The solution is to understand how data is organized in big data architectures and how to optimize queries in database execution models, and with these understandings, you can write big data-powered applications with high performance.

5.Big data management:  The essence of big data utilization lies in the world of streaming

In previous data utilization environments, much of the data collected and used for analytical purposes was generated within the organization and stored in a static data repository. Today, streaming data continues to grow explosively. 
Some of this is human-generated content such as social media channels, blogs, and email, while others are machine-generated data coming from countless sensors, devices, meters, and other internet-connected machines. 
There is also streaming content that is automatically generated from the IT system, such as web event logs. 
All of these streaming sources generate large amounts of data, which is a valuable source of analysis.

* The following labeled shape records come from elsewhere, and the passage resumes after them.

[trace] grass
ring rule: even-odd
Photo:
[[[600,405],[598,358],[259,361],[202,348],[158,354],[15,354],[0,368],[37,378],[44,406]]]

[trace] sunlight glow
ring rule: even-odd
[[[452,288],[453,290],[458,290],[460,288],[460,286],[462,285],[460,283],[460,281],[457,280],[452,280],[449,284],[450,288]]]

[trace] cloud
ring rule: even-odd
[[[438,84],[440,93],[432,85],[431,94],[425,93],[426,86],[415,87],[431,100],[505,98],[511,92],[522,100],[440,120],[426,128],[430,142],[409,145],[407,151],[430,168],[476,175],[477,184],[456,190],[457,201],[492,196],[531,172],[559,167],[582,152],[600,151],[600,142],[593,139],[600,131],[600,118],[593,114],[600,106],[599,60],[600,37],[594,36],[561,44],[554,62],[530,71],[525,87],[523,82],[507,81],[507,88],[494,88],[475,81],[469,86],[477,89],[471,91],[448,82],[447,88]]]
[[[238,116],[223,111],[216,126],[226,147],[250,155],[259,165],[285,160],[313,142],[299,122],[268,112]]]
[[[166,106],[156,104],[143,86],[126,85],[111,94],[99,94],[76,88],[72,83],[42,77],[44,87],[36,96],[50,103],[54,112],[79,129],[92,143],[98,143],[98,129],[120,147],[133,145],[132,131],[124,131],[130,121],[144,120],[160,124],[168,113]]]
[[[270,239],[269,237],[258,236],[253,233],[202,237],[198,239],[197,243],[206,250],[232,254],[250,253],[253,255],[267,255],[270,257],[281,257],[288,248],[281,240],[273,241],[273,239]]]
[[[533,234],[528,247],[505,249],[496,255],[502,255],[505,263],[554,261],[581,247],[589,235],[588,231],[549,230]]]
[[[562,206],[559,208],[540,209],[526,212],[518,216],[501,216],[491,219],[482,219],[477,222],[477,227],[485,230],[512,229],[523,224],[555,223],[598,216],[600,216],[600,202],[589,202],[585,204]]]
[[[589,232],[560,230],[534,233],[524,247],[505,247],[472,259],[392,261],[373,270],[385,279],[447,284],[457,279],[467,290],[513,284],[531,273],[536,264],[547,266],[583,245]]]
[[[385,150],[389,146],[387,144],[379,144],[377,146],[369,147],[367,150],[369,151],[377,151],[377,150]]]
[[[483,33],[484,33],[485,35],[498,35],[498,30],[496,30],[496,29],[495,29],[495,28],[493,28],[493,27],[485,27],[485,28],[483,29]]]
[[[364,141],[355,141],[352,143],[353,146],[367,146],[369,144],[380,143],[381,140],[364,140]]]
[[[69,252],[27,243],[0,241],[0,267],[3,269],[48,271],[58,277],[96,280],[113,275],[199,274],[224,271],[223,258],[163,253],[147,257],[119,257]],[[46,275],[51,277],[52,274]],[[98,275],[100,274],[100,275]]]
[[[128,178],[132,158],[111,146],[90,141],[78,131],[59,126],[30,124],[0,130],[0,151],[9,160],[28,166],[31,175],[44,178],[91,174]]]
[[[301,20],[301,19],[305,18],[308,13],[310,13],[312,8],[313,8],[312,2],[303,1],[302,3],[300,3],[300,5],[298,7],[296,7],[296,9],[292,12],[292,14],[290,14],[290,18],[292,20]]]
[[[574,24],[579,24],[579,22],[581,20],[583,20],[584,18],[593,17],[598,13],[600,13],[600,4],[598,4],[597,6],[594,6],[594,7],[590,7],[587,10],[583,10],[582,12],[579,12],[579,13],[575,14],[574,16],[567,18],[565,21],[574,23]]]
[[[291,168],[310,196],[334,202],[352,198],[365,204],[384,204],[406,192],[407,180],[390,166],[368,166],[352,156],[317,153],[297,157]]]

And this is the core of the challenges surrounding the use of big data. 
Therefore, big data management strategies must always include technologies that support streaming processes such as scanning / filtering / sorting meaningful information. 

Without big data management, streaming data cannot be properly collected, stored, and subsequently controlled for access.

Big data management considerations

Proper big data management of big data not only effectively leverages many of the traditional approaches to data modeling and architecture, but also provides new technology and process frameworks that enable access and manipulation of a wider range of data. It is essential to introduce it. 

big data management strategies include data exploration, data preparation, self-service data access, collaborative semantic metadata management, data standardization and cleansing, and the introduction of tools to enable stream processing engines,And if you fully understand the "new common sense" shown here, you can dramatically shorten the period from big data utilization efforts to achieving results.